Negrophile
Gets under your skin, but leaves the scratching up to you.

[...] By way of example, listen to Gilbert, who was leading a public tour through the exhibition at the time of my visit and who paused in front of Marshall's "Black Painting," a barely legible all-black acrylic-on-fiberglass that depicts -- but only if you look reallly close -- a couple lying in bed: "I personally have a tough time," Gilbert said, "figuring out where to stand in relation to this painting."

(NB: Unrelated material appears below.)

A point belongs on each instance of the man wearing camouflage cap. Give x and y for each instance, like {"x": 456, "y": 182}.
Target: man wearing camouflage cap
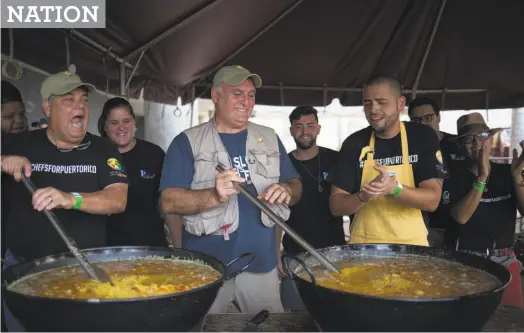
{"x": 217, "y": 220}
{"x": 78, "y": 175}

On one level, Gilbert was talking about the difficulty of knowing where to stand, quite literally, in the room, in order to be able to see what the painting represents. Because it is rendered in ever-so-slightly graduated shades of black, its subjects (a man and a woman sleeping in a bed, a dresser, artwork on the walls) only become visible as the viewer moves about the gallery to gain the best light. Gilbert's comment also refers figuratively to Marshall's implication that black people endure a kind of invisibility in the larger culture, that images of black people, particularly everyday, boring, domestic scenes that avoid the extremes that find their way in the papers and on television, are hard to find. With its strong conceptual component, Marshall's art invites us to ask ourselves whether we agree with his contention and whether we are willing to make the effort to look harder. [...]

| Michael O'Sullivan's Washington Post article "Mixed 'Meditations'" makes us wish we could attend "Kerry James Marshall: One True Thing, Meditations on Black Aesthetics."